# Gender Classification
Train a simple gender classification model.
The model will guess either male or female by the given 88 GeMAPS features.

In [None]:
# Imports
# Python packages
import os
import numpy as np
import matplotlib.pyplot as plt
# Logic Regression
from sklearn.linear_model import LogisticRegression
from sklearn.ensemble import RandomForestClassifier
# play audio
import IPython.display as ipd

# Custom package
import sys
from pathlib import Path
sys.path.append(str(Path().resolve().parent / "src"))
from age_by_voice.dataset_prep.dataset_preparator import Dataset_Perparator

In [None]:
voices_path = "/home/chr1s/Dokumente/github/Programming/Python/Age_by_Voice/data/csv_saves/save_voices_6000.csv"
features_path = "/home/chr1s/Dokumente/github/Programming/Python/Age_by_Voice/data/csv_saves/save_features_6000.csv"
audio_path = "/home/chr1s/Downloads/cv-corpus-21.0-2025-03-14/en/clips/"

In [None]:
data_prep = Dataset_Perparator(voices_path, features_path)

In [None]:
# play random audio file
file = data_prep.voices.audio_file_name.sample(1).values[0]
file_path = os.path.join(audio_path, file)
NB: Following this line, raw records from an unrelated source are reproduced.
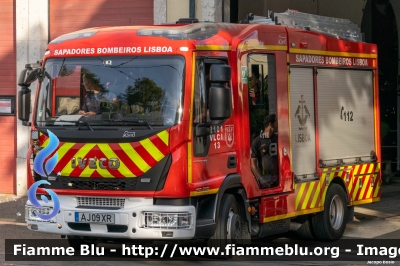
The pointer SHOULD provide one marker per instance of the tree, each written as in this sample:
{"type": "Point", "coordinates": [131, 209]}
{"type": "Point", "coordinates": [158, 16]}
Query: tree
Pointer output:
{"type": "Point", "coordinates": [143, 93]}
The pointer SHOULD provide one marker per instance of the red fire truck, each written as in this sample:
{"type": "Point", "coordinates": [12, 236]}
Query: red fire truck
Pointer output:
{"type": "Point", "coordinates": [155, 125]}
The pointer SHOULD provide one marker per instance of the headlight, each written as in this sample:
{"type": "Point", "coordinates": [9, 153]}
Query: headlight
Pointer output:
{"type": "Point", "coordinates": [30, 214]}
{"type": "Point", "coordinates": [166, 220]}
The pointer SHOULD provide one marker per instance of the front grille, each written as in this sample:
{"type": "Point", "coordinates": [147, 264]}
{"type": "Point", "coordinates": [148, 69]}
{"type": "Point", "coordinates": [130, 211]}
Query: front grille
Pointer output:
{"type": "Point", "coordinates": [100, 202]}
{"type": "Point", "coordinates": [116, 228]}
{"type": "Point", "coordinates": [99, 183]}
ipd.Audio(file_path)  # Play the audio file

In [None]:
# plot the gender count
data_prep.voices.voice_gender.value_counts().plot(kind='bar')

In [None]:
X_train, X_test, y_train, y_test = data_prep.prepare_gender_dataset(test_size=0.001)
y_train = y_train["male"]
y_test = y_test["male"]

In [None]:
# Verify if clip_id is unique in voices and features
print("Voices clip_id unique:", data_prep.voices['clip_id'].is_unique)
print("Features clip_id unique:", data_prep.features['clip_id'].is_unique)

In [None]:
# plot the gender count for X_train (two columns, one of them is 1 per row)
y_train.value_counts().plot(kind='bar')


In [None]:
model = LogisticRegression(max_iter=9000)

In [None]:
model.fit(X_train, y_train)
print("Model score:", model.score(X_test, y_test))
y_pred_proba = model.predict_proba(X_test)
print("Predicted probabilities for male and female:", y_pred_proba)